Statüko bu faaliyetleriyle AKP’yi engelleyemeyince son çare olarak yargı silahını devreye soktu ve 2008 yılında bu parti hakkında kapatma davası açıldı. Sonuçta o tarihteki uluslararası siyasi ve ekonomik konjonktürün elverişsizliği nedeniyle AKP kapatılamadı ama “laikliğe karşı eylemlerin odağı olduğu” kararı verilerek eli kolu bağlandı. Sürekli bir ikinci dava açılacağı ve bu seferinde kesinlikle kapatma kararı çıkacağı söylentileri yayılarak AKP üzerinde baskı kuruldu. Aynı zamanda CHP, AKP’nin çıkarmak istediği bütün önemli yasaları Anayasa Mahkemesi’ne taşıyarak bunları iptal ettirdi ve hem parlamentoyu hem de AKP’yi fiilen işlemez hale getirdi.
Ancak statükonun uğraşması gereken önemli bir sorun daha ortaya çıkmıştı. Statükonun illegal vurucu gücü Ergenekon’un ava giderken avlanan mensuplarını kurtarmak gerekiyordu. Bunun en kestirme yolu da bu davanın savcılarını ve hâkimlerini baskı altına almak, baskı sonuçsuz kalırsa da doğrudan müdahale ederek bu kişileri görevden almaktı. Bu iş de HSYK’ye düşüyordu. Kurul, geçen yıl yaz kararnamesiyle Ergenekon davasının savcı ve hâkimlerini görevden almaya çalıştı ama Adalet Bakanı’nın devreye girmesiyle bu girişiminde başarısız oldu. Erzincan davasında ise benzer bir girişimde sonuca ulaşıp davaya bakan savcı ve hâkimleri devre dışı bıraktı.
AKP iki yönden cendereye alınıyordu. Tepesinin üzerinde sallanan kapatma davası tehdidi ve yasa iptalleriyle hareket edemez hale getiriliyor, Ergenekon davasını ortadan kaldırma girişimleriyle de darbecilerin ve darbe ortamı hazırlamak için çalışan oluşumların önü açılmak isteniyordu.
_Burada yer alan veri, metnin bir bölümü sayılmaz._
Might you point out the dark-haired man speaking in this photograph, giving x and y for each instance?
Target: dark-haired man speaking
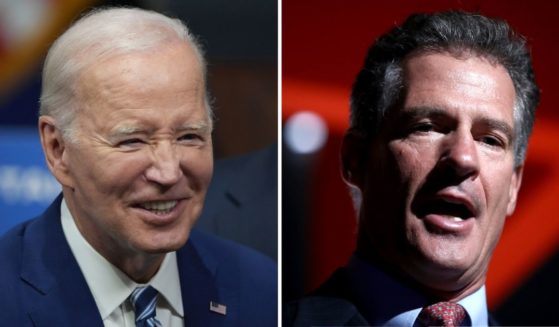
(441, 113)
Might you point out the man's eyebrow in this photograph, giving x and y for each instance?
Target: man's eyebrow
(414, 113)
(201, 127)
(127, 130)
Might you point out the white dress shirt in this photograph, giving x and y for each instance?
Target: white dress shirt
(111, 287)
(398, 305)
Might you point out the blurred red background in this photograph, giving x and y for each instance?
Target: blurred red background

İşte bu noktada AKP kendisini felç edip ortadan kaldırmanın aracı olarak kullanılan Anayasa Mahkemesi ve HSYK’ye yeni bir biçim verip bu kurumları asli görevlerine döndürmek için can havliyle anayasa değişikliğine el atmak zorunda kaldı. Bu kapsamda 12 Eylül anayasasının 146. ve 159. maddelerini değiştirmek istiyor. Bu anayasa değişikliğinin özü budur. Öteki değişiklik maddeleri de kendi çapında önemli ve anlamlı olmakla birlikte 12 Eylülde bizler esasen statükonun zamanında yürütme, yasama ve yargıyı kontrol etmek amacıyla oluşturduğu bu mekanizmaları kendi asli görevlerine döndürüp döndürmemeyi oylayacağız.
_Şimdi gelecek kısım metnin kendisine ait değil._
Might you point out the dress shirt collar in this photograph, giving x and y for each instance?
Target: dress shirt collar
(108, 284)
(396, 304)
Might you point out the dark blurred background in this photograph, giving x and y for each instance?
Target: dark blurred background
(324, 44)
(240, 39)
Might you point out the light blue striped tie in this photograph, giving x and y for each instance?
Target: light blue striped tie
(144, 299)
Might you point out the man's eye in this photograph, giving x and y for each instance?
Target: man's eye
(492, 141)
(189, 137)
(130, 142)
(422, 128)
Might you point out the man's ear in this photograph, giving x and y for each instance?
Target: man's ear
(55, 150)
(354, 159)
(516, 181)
Yani ya gerçekten demokrasiyle yönetilen bir ülke olma yolunda ufak bir adım daha atacağız ya da vatandaşı geri zekâlı, hain, güvenilmez, rüştünü ispatlamamış bir yeniyetme yerine koyan bu ikiyüzlü, ayıplı vesayet düzeninin kölesi olmaya devam edeceğiz.
Karar sizin…
***
Not: Anayasa değişikliği sürecini değerlendirmeye devam edeceğim.